Anda tahu nggak, berapa harga sekilo gula pasir
sekarang? Atau seikat bayam. Kalau tiga butir tomat? Jika Anda tidak tahu, coba
saja tanyakan kepada istri Anda di rumah. Atau, boleh juga bertanya kepada
pembantu rumah tangga Anda yang setiap pagi bertemu dengan tukang sayur
keliling. Ini bukan untuk membuat Anda pusing. Tetapi, setidaknya kita bisa
menyadari apa yang saat ini tengah terjadi. Sebab bagaimana pun juga, orang
yang sadar bisanya lebih waspada daripada mereka yang tidak menyadari apa yang
terjadi disekelilingnya, bukan?
Pagi itu, saya sedang asyik didepan komputer. Ide-ide
beterbangan mengitari kepala saya. Dan jemari tangan ini terus menari diantara
toots-toots keyboard. Tiba-tiba terdengar istri saya berbicara dengan asisten
rumah tangga kami di rumah. “Bu, harganya jadi 70 ribu…,” katanya.
“Emangnya apa saja yang dibeli Mbak?” balas istri
saya.
“Sayur sama bumbu-bumbu, Bu….” Jawab si Mbak.

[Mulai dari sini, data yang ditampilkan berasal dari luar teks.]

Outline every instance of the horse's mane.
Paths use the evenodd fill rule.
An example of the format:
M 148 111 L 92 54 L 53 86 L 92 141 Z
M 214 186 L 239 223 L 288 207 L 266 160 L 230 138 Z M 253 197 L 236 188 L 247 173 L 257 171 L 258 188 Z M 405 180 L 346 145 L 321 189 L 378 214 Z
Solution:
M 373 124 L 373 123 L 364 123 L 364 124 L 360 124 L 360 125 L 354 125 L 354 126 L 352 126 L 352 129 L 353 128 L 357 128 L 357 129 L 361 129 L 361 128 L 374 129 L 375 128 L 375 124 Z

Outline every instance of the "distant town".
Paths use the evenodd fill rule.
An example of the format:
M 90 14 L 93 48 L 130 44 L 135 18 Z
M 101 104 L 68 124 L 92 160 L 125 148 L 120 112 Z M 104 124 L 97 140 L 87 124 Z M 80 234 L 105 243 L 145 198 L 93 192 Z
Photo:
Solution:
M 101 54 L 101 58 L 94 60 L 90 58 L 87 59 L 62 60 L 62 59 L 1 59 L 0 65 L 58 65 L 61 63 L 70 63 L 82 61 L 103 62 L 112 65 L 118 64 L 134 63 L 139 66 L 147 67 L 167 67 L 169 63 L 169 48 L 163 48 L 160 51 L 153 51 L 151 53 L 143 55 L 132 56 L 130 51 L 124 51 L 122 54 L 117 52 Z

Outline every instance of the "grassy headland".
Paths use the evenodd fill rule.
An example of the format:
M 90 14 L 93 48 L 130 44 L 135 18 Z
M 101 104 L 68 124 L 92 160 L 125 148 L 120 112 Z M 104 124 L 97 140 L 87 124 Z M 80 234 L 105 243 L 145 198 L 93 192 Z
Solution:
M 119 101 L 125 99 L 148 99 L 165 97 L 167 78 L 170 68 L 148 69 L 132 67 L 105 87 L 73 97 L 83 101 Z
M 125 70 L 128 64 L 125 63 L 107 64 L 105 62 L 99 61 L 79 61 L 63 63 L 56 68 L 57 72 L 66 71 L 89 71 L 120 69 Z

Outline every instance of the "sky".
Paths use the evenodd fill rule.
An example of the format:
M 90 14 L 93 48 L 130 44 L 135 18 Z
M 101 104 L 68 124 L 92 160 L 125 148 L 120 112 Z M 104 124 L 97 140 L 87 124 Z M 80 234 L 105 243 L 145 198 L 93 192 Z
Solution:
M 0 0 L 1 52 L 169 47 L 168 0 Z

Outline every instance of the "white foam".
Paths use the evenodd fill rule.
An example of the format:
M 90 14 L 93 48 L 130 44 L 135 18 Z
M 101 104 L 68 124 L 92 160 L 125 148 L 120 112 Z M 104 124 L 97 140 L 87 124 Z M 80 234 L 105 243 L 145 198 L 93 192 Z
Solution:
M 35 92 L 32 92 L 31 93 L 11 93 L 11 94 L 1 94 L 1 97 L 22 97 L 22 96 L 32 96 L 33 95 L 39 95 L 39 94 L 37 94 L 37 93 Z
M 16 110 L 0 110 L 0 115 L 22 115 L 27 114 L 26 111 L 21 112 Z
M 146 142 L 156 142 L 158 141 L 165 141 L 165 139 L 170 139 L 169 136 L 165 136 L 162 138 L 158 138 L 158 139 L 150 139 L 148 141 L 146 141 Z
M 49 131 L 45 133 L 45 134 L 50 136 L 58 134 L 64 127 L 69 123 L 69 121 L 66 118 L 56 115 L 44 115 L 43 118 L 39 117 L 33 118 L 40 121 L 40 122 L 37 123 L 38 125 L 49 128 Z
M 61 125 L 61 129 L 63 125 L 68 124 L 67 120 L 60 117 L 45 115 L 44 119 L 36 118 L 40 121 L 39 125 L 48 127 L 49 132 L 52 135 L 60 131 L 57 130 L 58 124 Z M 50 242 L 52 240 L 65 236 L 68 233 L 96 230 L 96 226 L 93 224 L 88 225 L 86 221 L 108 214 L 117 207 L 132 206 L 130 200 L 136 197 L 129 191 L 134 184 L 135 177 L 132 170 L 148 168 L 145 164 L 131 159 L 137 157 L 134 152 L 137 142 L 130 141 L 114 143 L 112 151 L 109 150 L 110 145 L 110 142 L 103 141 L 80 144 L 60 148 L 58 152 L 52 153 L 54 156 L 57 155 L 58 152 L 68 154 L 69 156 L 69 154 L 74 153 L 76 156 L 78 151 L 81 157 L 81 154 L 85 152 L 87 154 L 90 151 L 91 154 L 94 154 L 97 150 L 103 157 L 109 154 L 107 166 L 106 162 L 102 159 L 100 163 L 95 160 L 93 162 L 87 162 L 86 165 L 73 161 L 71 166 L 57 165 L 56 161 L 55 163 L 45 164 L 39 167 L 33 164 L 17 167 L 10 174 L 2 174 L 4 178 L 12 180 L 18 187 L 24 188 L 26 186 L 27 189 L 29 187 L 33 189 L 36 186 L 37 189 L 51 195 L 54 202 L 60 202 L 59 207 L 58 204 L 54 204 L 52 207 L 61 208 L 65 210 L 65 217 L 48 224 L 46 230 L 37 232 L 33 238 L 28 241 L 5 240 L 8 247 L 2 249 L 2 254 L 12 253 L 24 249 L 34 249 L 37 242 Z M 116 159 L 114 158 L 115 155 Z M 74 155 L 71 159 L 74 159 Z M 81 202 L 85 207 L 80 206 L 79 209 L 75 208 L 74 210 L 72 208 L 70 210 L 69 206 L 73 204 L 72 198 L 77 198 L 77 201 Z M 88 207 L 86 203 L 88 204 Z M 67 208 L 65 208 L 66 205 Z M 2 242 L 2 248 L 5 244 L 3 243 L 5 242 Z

“Sekarang beli sayur dan bumbu saja sudah tujuh
puluh ribu?” demikian terdengar suara istri saya lagi. “Baguuuuuuuussss…..”
tambahnya.
Pas kata ‘bagus’ itu, saya seperti sedang mendengar
sebuah nyanyian dari lagu melayu di tahun delapan puluhan. Mengalun merdu
mendayu-dayu. Tapi seperti para suami lainnya dong; saya tidak mau terlampau
ambil pusing dengan urusan harga sayuran.
“Coba kamu tanya Yono, ini harganya berapa aja…”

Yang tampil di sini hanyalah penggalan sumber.